Este documento estatístico não é disponibilizado de uma forma imediata, nem deixa um link acessível. O visitante da página da DGEG tem de seguir as indicações “Estatísticas e Preços”, depois “Energias Renováveis”, depois ainda “Estatísticas Rápidas” e, finalmente, o ficheiro PDF. O mais recente, nesta data, diz respeito a Julho de 2009. (Nota : segundo informação do autor do blog "Ecotretas", a quem aqui se deixa um particular agradecimento, é possível aceder directamente ao documento da DGEG através deste link).
Na pág. 4 deste documento a DGEG diz o seguinte :
A incorporação de FER [Fontes de Energia Renovável] no consumo bruto de energia eléctrica, para efeitos da Directiva*, foi de 43% em 2008. Portugal continua a ser, em 2007, o terceiro país da União Europeia (UE15) com maior incorporação de energias renováveis.
Para “efeitos da Directiva” ! Trata-se da Directiva 2001/77/CE do Parlamento Europeu e do Conselho, de 27 de Setembro de 2001, relativa à promoção da electricidade produzida a partir de fontes de energia renováveis no mercado interno da electricidade.

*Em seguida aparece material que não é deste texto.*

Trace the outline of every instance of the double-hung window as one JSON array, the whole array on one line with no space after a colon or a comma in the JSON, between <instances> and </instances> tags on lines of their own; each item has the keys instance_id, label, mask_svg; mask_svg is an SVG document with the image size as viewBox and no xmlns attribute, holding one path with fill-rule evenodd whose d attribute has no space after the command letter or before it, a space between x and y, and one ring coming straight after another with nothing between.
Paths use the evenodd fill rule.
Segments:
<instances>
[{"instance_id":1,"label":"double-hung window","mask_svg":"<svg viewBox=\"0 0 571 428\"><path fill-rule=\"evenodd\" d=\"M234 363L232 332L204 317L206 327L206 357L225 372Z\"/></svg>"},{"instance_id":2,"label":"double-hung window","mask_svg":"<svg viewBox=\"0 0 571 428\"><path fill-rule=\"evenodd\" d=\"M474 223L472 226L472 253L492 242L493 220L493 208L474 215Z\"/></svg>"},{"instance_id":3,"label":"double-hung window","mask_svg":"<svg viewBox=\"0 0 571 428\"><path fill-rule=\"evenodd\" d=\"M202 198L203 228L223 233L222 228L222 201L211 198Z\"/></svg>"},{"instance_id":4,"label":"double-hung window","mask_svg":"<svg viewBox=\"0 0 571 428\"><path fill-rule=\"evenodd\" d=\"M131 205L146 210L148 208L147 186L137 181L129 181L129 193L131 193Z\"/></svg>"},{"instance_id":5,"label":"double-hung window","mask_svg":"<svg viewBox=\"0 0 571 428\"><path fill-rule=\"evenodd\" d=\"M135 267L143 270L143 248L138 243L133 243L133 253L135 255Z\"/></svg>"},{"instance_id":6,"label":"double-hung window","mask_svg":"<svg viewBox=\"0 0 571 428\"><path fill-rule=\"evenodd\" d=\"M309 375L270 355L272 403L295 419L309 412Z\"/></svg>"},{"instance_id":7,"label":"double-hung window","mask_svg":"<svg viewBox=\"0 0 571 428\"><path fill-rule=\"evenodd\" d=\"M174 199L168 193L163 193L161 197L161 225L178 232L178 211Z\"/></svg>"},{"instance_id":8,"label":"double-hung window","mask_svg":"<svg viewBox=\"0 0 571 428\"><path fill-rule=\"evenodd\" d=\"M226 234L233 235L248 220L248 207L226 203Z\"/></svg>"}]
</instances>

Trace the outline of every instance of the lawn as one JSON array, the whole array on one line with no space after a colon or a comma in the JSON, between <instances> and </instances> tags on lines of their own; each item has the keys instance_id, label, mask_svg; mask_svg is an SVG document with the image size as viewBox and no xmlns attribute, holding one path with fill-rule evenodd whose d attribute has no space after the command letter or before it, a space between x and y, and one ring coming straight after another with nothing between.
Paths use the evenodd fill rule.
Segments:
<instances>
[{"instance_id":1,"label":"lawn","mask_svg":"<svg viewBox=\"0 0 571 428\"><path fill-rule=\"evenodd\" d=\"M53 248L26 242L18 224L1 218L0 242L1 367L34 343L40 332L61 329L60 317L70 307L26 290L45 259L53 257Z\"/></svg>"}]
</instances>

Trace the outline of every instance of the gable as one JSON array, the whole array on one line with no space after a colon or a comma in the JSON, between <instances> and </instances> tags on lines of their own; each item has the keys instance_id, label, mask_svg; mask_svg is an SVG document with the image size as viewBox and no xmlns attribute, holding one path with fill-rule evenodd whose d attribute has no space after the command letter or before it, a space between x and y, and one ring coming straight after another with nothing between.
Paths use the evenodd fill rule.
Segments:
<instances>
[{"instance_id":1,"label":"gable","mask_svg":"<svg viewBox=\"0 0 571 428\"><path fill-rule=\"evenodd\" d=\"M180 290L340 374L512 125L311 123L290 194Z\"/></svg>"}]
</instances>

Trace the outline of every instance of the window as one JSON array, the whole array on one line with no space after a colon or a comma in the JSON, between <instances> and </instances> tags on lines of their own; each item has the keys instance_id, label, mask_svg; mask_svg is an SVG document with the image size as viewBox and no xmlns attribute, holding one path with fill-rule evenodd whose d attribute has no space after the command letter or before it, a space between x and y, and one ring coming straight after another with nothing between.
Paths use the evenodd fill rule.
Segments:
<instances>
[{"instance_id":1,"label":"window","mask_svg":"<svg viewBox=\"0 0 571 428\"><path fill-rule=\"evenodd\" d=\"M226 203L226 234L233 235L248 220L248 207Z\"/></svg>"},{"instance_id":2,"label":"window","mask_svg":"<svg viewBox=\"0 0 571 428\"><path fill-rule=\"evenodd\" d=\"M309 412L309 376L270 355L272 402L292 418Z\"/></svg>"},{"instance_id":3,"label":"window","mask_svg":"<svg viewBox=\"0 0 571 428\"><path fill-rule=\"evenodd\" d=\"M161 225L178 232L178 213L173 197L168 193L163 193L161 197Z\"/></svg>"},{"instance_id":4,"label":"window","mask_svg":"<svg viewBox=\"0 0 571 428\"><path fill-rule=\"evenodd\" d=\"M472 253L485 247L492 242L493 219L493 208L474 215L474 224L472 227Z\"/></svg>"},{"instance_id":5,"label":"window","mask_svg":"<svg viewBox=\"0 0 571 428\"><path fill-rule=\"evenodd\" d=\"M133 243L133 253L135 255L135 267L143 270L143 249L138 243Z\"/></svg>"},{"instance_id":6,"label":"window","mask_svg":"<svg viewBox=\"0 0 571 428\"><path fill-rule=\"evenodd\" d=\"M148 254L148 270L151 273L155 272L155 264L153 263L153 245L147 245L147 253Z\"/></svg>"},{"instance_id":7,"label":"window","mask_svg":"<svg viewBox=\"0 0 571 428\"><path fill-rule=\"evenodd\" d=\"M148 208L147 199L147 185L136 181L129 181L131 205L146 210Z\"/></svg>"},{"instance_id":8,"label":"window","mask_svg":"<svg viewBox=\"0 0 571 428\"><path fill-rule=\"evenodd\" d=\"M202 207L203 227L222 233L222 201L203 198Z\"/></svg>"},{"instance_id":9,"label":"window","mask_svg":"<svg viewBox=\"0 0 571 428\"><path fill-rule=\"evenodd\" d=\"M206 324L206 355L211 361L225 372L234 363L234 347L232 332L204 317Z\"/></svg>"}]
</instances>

Em pé de página é descodificado o asterisco :
As metas indicativas da Directiva 2001/77/CE são para a parte da electricidade produzida a partir de fontes de energia renováveis no consumo bruto de electricidade em 2010 (Produção bruta + saldo importador). O cumprimento é calculado assumindo a mesma hidraulicidade do ano base relativamente à qual foi definida a meta (1997), em linha com as declarações no anexo e a posição nacional assumida durante a discussão da Directiva.
Ah, bom ! Os números oficiais são, então, para a União Europeia ver! E, obviamente, para o Governo embandeirar, uma vez que, com a excepção de 2003, as percentagens oficiais do contributo das energias renováveis, “para efeitos da Directiva”, são todas superiores aos valores efectivamente verificados !
Esta discrepância resulta de um critério bizarro que permite a manipulação dos números respeitantes à produção hidroeléctrica. E dizer bizarro já é ser simpático, pois tal critério não merece outra classificação senão a de puro ludíbrio. Mas que favorece as pretensões propagandísticas das autoridades nacionais, lá isso favorece, e bem.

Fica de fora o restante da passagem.